Wih, ada wacana baru, nih. Kabarnya, PR atau pekerjaan rumah akan ditiadakan. Asyik, dong! Pulang sekolah langsung santai. Bebas merdeka. bye..bye PR hehehe.
Sebenarnya, dari dulu itu, PR sudah mendapat tanggapan beragam siswa. Bagi siswa yang pintar di sekolah, pastinya senang ada PR, sedangkan bagi siswa yang malas, PR memang jadi beban. Kalau siswa yang sedang-sedang saja, maka menanggapi PR kadang senang, kadang mengeluh hahaha.
Kenapa Ada PR?
Zaman saya sekolah, para guru menjelaskan adanya PR, agar para siswa di rumah bisa mengulangi pelajarannya yang sudah diajarkan di sekolah. Karena setiap siswa kan, berbeda cara menangkap pelajarannya. Istilah sekarang, tergantung loadingnya.
Tapi memang sih, sesuai pengalaman saya yang masuk kategori siswa sedang-sedang saya, saat mengerjakan PR, saya kembali membaca materi yang sudah dijelaskan tadi di kelas. Begitu juga saat mencari jawaban PR.
Kemudian, seingat saya, nilai PR ini akan membantu juga saat pengisian nilai raport. Makanya diusahakan PR harus selalu disetorkan, plus diusahakan nilainya bagus-bagus semua.
PR Bak Mata Pisau
PR ini sebenarnya, bisa jadi ajang sosialisasi dan berbagi juga antar siswa. Misalnya, saat ada teman yang belum paham, bisa diajak belajar kelompok atau belajar bersama. Dan saya yakin, setiap siswa mempunyai kelebihan masing-masing di setiap mata pelajaran. Jadi saling membantu juga.

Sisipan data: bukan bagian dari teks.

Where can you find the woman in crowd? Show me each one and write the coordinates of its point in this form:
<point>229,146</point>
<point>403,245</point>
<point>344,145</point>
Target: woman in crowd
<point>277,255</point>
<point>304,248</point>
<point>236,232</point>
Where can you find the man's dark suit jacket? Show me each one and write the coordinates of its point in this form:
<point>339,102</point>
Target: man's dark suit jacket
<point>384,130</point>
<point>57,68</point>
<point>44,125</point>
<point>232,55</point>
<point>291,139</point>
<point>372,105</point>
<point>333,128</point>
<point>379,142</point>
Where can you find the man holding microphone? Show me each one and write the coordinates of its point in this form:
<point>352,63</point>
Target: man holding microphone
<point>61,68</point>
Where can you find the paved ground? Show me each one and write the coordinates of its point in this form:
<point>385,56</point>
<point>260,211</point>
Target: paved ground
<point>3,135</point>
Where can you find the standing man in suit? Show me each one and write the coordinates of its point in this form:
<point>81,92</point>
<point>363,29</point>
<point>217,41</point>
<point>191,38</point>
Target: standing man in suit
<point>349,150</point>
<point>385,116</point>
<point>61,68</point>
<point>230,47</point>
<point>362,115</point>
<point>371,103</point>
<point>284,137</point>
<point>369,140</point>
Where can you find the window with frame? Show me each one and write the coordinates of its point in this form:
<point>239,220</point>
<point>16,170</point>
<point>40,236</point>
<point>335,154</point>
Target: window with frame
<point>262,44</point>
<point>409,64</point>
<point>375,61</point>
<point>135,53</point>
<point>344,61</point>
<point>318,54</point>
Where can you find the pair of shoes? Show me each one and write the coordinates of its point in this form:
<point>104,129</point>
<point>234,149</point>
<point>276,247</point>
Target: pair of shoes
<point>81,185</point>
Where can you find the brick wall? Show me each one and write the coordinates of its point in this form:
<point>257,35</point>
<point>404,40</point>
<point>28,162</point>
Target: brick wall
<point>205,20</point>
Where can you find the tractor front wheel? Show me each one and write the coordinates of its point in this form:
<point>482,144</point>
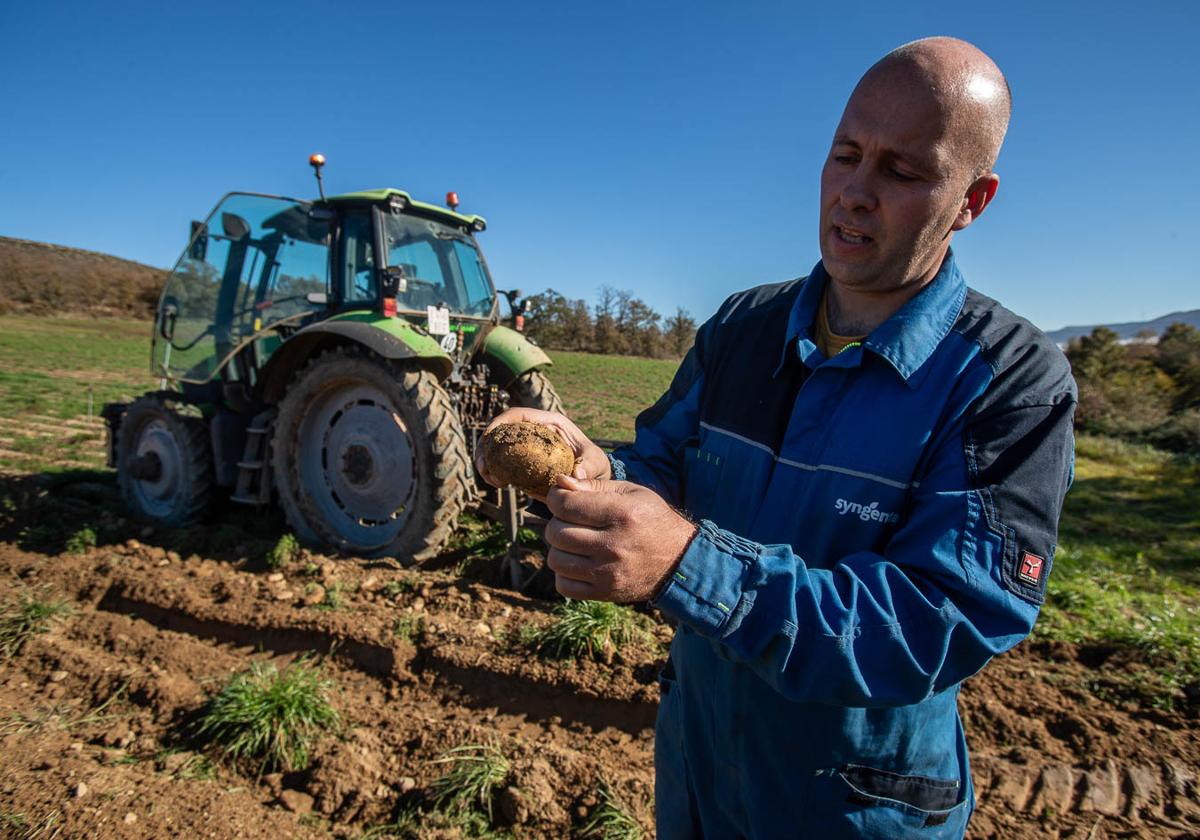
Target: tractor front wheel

Hanya bagai mata pisau, PR juga bisa dijadikan alasan untuk membohongi orang tua hahaha. Misalnya izin telat pulang karena belajar kelompok mengerjakan PR. Padahal... ehm.. dolan-dolan. Kalau zaman saya dulu, banyak teman alasan seperti ini, terus ngumpul dan merokok. Akhirnya, besok pagi pada datang pagi, grasak-grusuk cari contekan PR hehehe.
Dari PR ini, bisa terjadi pembully-an juga. Sudah banyak kasus, siswa pintar di sekolah, dipaksa mengerjakan PR satu gank. Kalau tidak, maka siap-siap kena tonjok. Tentu saja ini sangat memprihatinkan di dunia pendidikan. Bisa meninggalkan trauma bagi si siswa.